Competitive Advantage
This is the only method that has the capacity to predict what patients might suffer adverse reactions to corticosteroid therapy.
Applications
(1) This could be developed into a kit that would determine whether a patient has the polymorphisms that suggest IOP response following steroid therapy;
(2) Futhermore, these polymorphisms may provide potential molecular drug targets for the treatment of steroid-induced glaucoma;
(3) A better understanding of the pathogenesis of steroid-induced glaucoma would increase our understanding of the more common primary open-angle glaucoma, which is a leading worldwide cause of preventable blindness.
Patent Status
International Patent Application entitled
"MOLECULAR TARGETS FOR MODULATING INTRAOCULAR PRESSURE AND DIFFERENTIATION OF STEROID RESPONDERS VERSUS NON-RESPONDERS" filed on December 04, 2008.
Licensing Opportunity
We are seeking collaborative research and commercial options to further develop this technology.
About the Inventors
Stephen G. Schwartz, M.D., received his medical degree from New York University School of Medicine in 1995. He completed ophthalmology residency training at NYU in 1999 and fellowship training in vitreoretinal surgery at Baylor College of Medicine in 2001. He is currently pursuing an M.B.A. through Northwestern University's Kellogg School of Management.

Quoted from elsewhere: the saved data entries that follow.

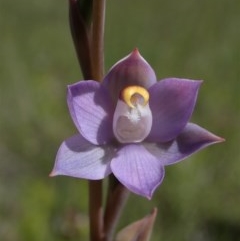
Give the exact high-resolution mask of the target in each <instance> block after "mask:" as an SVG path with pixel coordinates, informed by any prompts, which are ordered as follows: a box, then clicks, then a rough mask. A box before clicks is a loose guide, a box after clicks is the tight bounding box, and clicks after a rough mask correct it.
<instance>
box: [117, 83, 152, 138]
mask: <svg viewBox="0 0 240 241" xmlns="http://www.w3.org/2000/svg"><path fill="white" fill-rule="evenodd" d="M151 127H152V112H151V110H150V108H149V93H148V91H147V90H146V89H145V88H143V87H141V86H128V87H126V88H125V89H123V90H122V92H121V94H120V98H119V100H118V102H117V106H116V109H115V112H114V117H113V132H114V135H115V137H116V138H117V140H118V141H119V142H121V143H132V142H141V141H143V140H144V139H145V138H146V137H147V136H148V134H149V132H150V130H151Z"/></svg>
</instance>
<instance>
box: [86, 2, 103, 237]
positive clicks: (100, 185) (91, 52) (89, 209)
mask: <svg viewBox="0 0 240 241" xmlns="http://www.w3.org/2000/svg"><path fill="white" fill-rule="evenodd" d="M105 1H106V0H93V13H92V36H91V43H90V44H91V67H92V68H91V70H92V78H93V79H94V80H96V81H101V80H102V78H103V71H104V24H105V4H106V2H105ZM89 218H90V240H91V241H102V238H103V208H102V181H101V180H97V181H89Z"/></svg>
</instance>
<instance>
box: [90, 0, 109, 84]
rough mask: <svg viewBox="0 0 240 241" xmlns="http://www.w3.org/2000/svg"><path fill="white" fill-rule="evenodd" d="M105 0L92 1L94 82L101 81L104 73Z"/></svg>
mask: <svg viewBox="0 0 240 241" xmlns="http://www.w3.org/2000/svg"><path fill="white" fill-rule="evenodd" d="M105 5H106V0H93V21H92V42H91V44H92V52H91V53H92V71H93V77H94V80H98V81H101V80H102V77H103V72H104V51H103V50H104V24H105Z"/></svg>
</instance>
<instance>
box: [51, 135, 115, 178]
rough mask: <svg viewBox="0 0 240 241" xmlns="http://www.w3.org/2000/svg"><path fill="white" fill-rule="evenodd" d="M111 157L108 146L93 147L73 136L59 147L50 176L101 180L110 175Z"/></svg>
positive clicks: (110, 170)
mask: <svg viewBox="0 0 240 241" xmlns="http://www.w3.org/2000/svg"><path fill="white" fill-rule="evenodd" d="M113 155H114V151H113V148H111V147H110V146H95V145H93V144H91V143H90V142H88V141H87V140H86V139H84V137H82V136H81V135H75V136H73V137H70V138H69V139H67V140H66V141H64V142H63V143H62V145H61V146H60V148H59V150H58V153H57V157H56V161H55V166H54V168H53V171H52V173H51V174H50V176H57V175H66V176H72V177H78V178H85V179H90V180H98V179H103V178H104V177H106V176H108V175H109V174H110V173H111V169H110V161H111V158H112V156H113Z"/></svg>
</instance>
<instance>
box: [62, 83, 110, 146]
mask: <svg viewBox="0 0 240 241" xmlns="http://www.w3.org/2000/svg"><path fill="white" fill-rule="evenodd" d="M67 101H68V107H69V110H70V114H71V117H72V119H73V121H74V123H75V125H76V127H77V128H78V130H79V132H80V133H81V134H82V135H83V136H84V137H85V138H86V139H87V140H88V141H90V142H91V143H93V144H105V143H109V142H110V141H111V140H112V139H113V138H114V135H113V131H112V118H113V107H112V103H111V101H110V97H109V95H108V93H107V92H106V90H105V89H104V88H103V87H101V85H100V84H99V83H98V82H95V81H91V80H89V81H81V82H78V83H76V84H73V85H70V86H68V97H67ZM109 127H110V128H109Z"/></svg>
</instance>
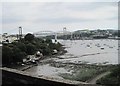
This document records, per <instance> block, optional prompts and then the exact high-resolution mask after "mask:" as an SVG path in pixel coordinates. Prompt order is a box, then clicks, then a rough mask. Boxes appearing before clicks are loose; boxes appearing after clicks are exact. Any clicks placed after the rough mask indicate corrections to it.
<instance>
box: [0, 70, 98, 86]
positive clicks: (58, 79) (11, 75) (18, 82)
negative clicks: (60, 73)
mask: <svg viewBox="0 0 120 86" xmlns="http://www.w3.org/2000/svg"><path fill="white" fill-rule="evenodd" d="M1 70H2V85H5V84H38V85H40V86H98V85H94V84H93V85H92V84H88V83H83V82H78V81H70V80H60V79H53V78H48V77H43V76H41V77H38V76H36V75H30V74H29V73H27V72H23V71H18V70H15V69H10V68H0V71H1Z"/></svg>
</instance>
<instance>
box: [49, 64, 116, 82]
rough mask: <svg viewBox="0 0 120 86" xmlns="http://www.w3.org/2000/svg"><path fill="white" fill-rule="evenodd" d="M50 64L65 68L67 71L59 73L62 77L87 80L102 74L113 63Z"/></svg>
mask: <svg viewBox="0 0 120 86" xmlns="http://www.w3.org/2000/svg"><path fill="white" fill-rule="evenodd" d="M50 65H51V66H53V67H57V68H65V69H67V70H68V71H69V73H60V74H59V76H61V77H63V78H64V79H69V80H75V81H83V82H88V83H89V81H90V80H91V79H93V78H95V77H96V76H98V75H99V74H102V73H104V72H107V71H110V70H111V69H112V68H113V67H114V65H94V64H84V63H83V64H72V63H62V62H61V63H59V62H58V63H57V62H53V63H50Z"/></svg>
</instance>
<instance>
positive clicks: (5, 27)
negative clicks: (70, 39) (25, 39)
mask: <svg viewBox="0 0 120 86" xmlns="http://www.w3.org/2000/svg"><path fill="white" fill-rule="evenodd" d="M112 1H115V0H112ZM116 1H117V0H116ZM0 9H2V13H0V18H2V21H0V26H2V30H1V31H0V33H4V32H7V33H10V34H12V33H18V28H19V26H21V27H22V28H23V33H28V32H38V31H55V32H57V31H62V30H63V27H66V28H67V30H68V31H75V30H82V29H90V30H91V29H118V3H117V2H92V1H91V2H7V1H6V2H2V3H0Z"/></svg>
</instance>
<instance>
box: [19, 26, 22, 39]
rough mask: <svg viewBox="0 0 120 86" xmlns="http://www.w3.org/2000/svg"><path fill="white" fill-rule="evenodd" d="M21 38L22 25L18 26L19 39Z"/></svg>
mask: <svg viewBox="0 0 120 86" xmlns="http://www.w3.org/2000/svg"><path fill="white" fill-rule="evenodd" d="M21 38H22V27H19V40H21Z"/></svg>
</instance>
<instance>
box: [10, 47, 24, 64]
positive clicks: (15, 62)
mask: <svg viewBox="0 0 120 86" xmlns="http://www.w3.org/2000/svg"><path fill="white" fill-rule="evenodd" d="M12 51H13V53H14V54H13V58H14V59H13V62H14V63H16V62H21V61H22V60H23V58H25V56H26V53H25V52H23V51H21V50H20V49H19V48H18V47H16V46H14V47H13V49H12Z"/></svg>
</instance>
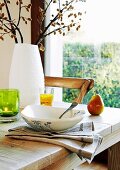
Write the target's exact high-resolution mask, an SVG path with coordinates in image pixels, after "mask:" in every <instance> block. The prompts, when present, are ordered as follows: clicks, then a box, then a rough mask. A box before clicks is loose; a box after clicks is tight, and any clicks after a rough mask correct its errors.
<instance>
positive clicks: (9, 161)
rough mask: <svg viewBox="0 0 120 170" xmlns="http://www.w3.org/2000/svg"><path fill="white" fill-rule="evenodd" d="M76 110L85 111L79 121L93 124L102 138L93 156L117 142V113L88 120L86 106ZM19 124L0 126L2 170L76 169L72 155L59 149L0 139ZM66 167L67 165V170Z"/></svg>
mask: <svg viewBox="0 0 120 170" xmlns="http://www.w3.org/2000/svg"><path fill="white" fill-rule="evenodd" d="M67 105H69V104H67ZM61 106H62V107H64V106H66V104H65V105H63V104H62V105H61ZM58 107H59V104H58ZM79 108H80V109H85V111H86V114H85V118H84V119H83V121H93V122H94V124H95V130H96V132H97V133H98V132H99V133H100V134H101V135H102V136H103V142H102V145H101V146H100V147H99V148H98V150H97V152H96V154H98V153H100V152H102V151H103V150H105V149H107V148H109V147H111V146H112V145H114V144H116V143H117V142H119V141H120V128H119V124H120V114H119V111H120V109H112V108H111V109H110V108H105V111H104V112H103V114H101V115H100V116H90V114H89V113H88V112H87V109H86V105H79ZM110 115H111V116H110ZM23 124H25V122H24V121H23V120H22V119H20V120H19V121H17V122H13V123H4V124H1V125H0V160H1V161H0V168H2V169H4V170H7V169H8V167H9V169H10V170H13V169H24V170H27V169H29V170H33V169H34V170H37V169H43V168H46V167H50V166H51V168H54V167H55V168H56V167H57V166H58V165H59V166H58V167H59V168H62V167H64V166H66V168H69V169H70V167H72V165H73V166H75V164H76V165H77V160H76V159H75V157H74V156H75V155H74V154H73V155H71V154H70V152H69V151H68V150H66V149H64V148H63V147H60V146H57V145H52V144H46V143H41V142H32V141H24V140H15V139H8V138H5V137H4V135H5V134H6V133H8V132H7V130H8V129H10V128H13V127H16V126H19V125H23ZM117 147H118V146H117ZM116 150H117V149H113V148H112V152H115V153H116ZM78 162H79V161H78ZM69 163H71V164H70V166H69ZM110 166H111V165H110Z"/></svg>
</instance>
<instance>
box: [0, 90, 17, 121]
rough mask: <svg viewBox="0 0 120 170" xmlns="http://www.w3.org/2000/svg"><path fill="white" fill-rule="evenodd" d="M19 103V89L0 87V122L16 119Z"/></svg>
mask: <svg viewBox="0 0 120 170" xmlns="http://www.w3.org/2000/svg"><path fill="white" fill-rule="evenodd" d="M19 103H20V99H19V90H17V89H0V122H12V121H15V120H18V118H19V114H18V113H19Z"/></svg>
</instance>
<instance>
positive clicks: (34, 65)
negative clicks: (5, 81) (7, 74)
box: [9, 44, 44, 107]
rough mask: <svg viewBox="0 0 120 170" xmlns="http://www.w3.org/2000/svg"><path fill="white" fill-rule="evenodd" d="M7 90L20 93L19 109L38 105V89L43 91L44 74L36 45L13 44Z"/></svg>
mask: <svg viewBox="0 0 120 170" xmlns="http://www.w3.org/2000/svg"><path fill="white" fill-rule="evenodd" d="M9 88H16V89H19V91H20V107H25V106H27V105H30V104H38V103H39V89H43V90H44V74H43V67H42V63H41V57H40V53H39V49H38V46H37V45H32V44H15V47H14V51H13V56H12V62H11V68H10V74H9Z"/></svg>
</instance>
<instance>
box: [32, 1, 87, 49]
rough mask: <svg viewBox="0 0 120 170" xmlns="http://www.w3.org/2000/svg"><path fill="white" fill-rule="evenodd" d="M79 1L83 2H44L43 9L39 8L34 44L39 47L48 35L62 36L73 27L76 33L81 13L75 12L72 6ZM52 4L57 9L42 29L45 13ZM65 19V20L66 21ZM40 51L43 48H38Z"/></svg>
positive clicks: (40, 47)
mask: <svg viewBox="0 0 120 170" xmlns="http://www.w3.org/2000/svg"><path fill="white" fill-rule="evenodd" d="M80 1H83V0H69V1H67V0H66V1H63V2H62V1H60V0H50V1H49V3H47V2H46V1H44V3H45V9H42V8H41V7H39V16H38V23H39V28H40V30H39V33H38V35H39V36H38V39H37V40H36V43H35V44H38V45H41V44H42V41H43V40H44V38H45V37H46V36H48V35H50V34H56V33H59V34H62V35H63V36H64V35H65V34H66V32H67V31H70V30H71V28H72V27H75V29H76V31H78V30H79V29H80V21H81V15H82V13H81V12H75V7H74V4H75V3H78V2H80ZM84 2H85V1H84ZM54 4H56V5H57V6H58V8H56V11H55V14H52V15H51V18H50V20H49V22H48V24H47V25H46V27H44V29H43V25H44V21H45V19H46V16H47V11H48V9H49V8H50V7H51V6H52V7H53V5H54ZM65 18H67V21H66V20H65ZM68 20H69V22H68ZM76 21H77V22H76ZM40 50H43V46H41V47H40Z"/></svg>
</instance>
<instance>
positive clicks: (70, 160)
mask: <svg viewBox="0 0 120 170" xmlns="http://www.w3.org/2000/svg"><path fill="white" fill-rule="evenodd" d="M83 162H85V160H81V159H80V158H79V157H78V156H77V155H76V154H75V153H71V154H69V155H68V156H67V157H65V158H64V159H62V160H59V161H58V162H56V163H55V164H52V165H50V166H48V167H47V168H44V169H43V170H71V169H73V168H75V167H77V166H79V165H80V164H82V163H83Z"/></svg>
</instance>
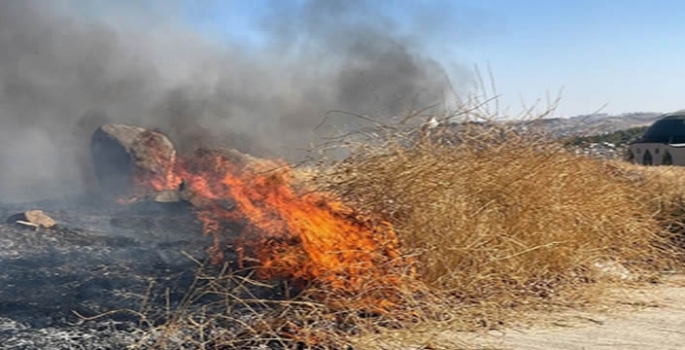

He served as assistant professor of ophthalmology and program director at Virginia Commonwealth University until 2004. He is currently assistant professor of clinical ophthalmology at the University of Miami Miller School of Medicine and medical director and division chief of the Bascom Palmer Eye Institute Retina Center at Naples. His major research interest is ophthalmic pharmacogenomics. In 2005, he demonstrated an association between single nucleotide polymorphisms in the 1-adrenergic receptor and clinical response to betaxolol. This was the first such pharmacogenomic publication in the ophthalmologic literature.
Selected References
Schwartz SG, Ayala-Haedo JA, Kishor KS, and Fini ME. Pharmacogenomics of open-angle glaucoma. Current Pharmacogenomics and Personalized Medicine, 2008, in press.
Schwartz SG, Puckett BJ, Allen RC, Castillo IG, and Leffler, CT. 1-adrenergic receptor polymoprhisms and clinical efficacy of betaxolol hydrochloride in normal volunteers. Ophthalmology, 2005;112:2131-2136.